For my AI Safety coursework at UCSD, I replicated a NeurIPS 2025 result showing that exact unlearning — training a model to forget specific data — is not as safe as it looks when attackers have access to both the pre- and post-unlearning checkpoints. The pair of checkpoints acts as a side channel that lets an attacker recover information the unlearned model is supposed to have forgotten.
Setup
The experimental pipeline:
- LoRA-finetune a Llama model on a target dataset until the target sequences are memorized — verifying memorization at inference time by establishing the generation parameters (temperature, top-p, prefix length) under which the model reproduces them verbatim.
- Apply the “unlearning” procedure to produce a post-unlearning checkpoint that no longer reproduces the target sequences on its own.
- Run the paper’s extraction attack, which combines signals from the two checkpoints to bias generation toward the forgotten content.
What the replication confirmed
The original headline result — up to ~60% improvement in extraction rate over attacking the post-unlearning model alone — held up. Concretely, memorized sequences that the unlearned model appeared to have forgotten could be reconstructed far more often once the pre-unlearning checkpoint was added to the attack.
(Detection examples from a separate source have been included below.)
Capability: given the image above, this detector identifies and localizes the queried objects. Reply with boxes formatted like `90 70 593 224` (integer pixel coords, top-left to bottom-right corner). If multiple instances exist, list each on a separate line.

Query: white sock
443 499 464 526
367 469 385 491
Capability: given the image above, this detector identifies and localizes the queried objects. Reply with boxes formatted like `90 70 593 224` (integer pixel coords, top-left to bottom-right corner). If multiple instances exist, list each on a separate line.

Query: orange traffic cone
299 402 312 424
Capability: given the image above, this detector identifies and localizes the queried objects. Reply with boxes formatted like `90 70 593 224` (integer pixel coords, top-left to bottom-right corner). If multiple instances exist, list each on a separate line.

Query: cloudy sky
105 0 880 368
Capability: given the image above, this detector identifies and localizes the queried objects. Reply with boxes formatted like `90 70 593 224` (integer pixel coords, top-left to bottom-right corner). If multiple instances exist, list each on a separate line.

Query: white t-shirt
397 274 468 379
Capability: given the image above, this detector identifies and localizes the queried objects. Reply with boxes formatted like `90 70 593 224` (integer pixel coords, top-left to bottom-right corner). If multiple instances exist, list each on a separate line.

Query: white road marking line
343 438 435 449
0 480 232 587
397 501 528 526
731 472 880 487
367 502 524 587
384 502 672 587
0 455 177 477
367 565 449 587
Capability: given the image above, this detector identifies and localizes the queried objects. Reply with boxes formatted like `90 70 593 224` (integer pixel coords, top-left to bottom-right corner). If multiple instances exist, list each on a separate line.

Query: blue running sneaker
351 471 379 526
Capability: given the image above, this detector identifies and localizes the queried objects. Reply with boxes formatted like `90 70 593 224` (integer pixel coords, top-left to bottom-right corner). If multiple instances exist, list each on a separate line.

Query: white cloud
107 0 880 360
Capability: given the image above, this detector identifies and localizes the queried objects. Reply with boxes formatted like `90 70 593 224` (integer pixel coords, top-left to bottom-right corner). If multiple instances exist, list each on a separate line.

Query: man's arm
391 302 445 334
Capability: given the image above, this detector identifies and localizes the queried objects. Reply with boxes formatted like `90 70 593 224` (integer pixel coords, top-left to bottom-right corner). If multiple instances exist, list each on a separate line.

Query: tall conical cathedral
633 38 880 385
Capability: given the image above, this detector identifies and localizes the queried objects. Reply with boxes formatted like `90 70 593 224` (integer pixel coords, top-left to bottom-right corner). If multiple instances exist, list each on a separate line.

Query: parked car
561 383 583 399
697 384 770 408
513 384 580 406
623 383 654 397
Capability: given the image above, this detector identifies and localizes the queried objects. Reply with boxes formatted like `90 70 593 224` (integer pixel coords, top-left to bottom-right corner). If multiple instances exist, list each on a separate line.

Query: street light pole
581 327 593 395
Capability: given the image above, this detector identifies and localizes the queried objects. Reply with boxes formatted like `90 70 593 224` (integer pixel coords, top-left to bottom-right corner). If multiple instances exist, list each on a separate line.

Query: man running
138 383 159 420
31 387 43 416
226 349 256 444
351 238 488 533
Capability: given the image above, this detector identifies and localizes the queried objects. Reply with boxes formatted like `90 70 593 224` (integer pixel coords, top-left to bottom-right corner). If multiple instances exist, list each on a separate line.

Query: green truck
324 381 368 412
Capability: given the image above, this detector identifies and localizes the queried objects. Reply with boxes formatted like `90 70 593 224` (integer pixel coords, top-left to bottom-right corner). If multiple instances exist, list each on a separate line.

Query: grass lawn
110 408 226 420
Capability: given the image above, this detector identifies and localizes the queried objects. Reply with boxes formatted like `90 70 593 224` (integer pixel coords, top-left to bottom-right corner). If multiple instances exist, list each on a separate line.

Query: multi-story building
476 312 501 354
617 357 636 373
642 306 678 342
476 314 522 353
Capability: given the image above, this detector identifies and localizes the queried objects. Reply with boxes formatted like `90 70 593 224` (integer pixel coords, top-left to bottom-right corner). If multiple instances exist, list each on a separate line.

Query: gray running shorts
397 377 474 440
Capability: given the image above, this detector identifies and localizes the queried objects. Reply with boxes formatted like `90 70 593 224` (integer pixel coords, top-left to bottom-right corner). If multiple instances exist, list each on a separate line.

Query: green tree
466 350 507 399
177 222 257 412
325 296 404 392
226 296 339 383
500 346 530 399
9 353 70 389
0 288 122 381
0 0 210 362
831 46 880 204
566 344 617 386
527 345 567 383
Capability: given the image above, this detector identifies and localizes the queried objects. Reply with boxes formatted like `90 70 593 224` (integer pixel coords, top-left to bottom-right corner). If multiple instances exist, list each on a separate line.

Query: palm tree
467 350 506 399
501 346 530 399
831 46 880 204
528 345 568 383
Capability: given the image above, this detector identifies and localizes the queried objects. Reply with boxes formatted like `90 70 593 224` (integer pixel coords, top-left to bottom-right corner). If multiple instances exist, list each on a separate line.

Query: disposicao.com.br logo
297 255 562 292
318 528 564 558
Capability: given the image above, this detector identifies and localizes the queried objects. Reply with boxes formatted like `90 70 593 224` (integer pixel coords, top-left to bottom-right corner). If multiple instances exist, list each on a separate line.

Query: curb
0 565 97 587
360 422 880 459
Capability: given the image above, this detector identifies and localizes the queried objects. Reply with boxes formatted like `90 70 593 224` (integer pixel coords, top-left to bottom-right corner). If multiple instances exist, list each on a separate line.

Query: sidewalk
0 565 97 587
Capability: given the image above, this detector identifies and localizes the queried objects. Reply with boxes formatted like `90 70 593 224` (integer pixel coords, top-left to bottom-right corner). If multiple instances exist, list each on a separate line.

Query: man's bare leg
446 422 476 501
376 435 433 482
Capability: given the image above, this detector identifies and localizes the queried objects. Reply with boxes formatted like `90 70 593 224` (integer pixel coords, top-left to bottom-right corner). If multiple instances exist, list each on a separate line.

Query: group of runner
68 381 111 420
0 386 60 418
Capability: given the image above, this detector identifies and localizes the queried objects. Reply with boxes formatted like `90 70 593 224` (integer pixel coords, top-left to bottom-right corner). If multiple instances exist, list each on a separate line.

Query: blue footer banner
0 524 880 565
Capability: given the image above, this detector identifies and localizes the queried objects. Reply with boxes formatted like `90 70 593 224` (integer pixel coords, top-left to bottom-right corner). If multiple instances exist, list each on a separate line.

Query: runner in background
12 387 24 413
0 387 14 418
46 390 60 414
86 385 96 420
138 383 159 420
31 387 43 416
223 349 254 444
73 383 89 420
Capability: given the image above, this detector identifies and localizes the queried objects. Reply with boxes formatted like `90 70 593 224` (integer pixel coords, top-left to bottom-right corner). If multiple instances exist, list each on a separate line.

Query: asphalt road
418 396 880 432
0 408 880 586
The takeaway is not that unlearning is useless, but that publishing pre/post checkpoint pairs leaks more than publishing the unlearned model alone. For any deployment that treats unlearning as a privacy or compliance control, the threat model has to account for adversaries with historical checkpoint access — which is easy to underestimate in model-hosting workflows where old versions linger.
What I got out of it
Two things beyond confirming the result: a much more concrete feel for where the LoRA-finetuning knobs actually matter for memorization, and a much healthier suspicion of any “we deleted it” claim about trained weights.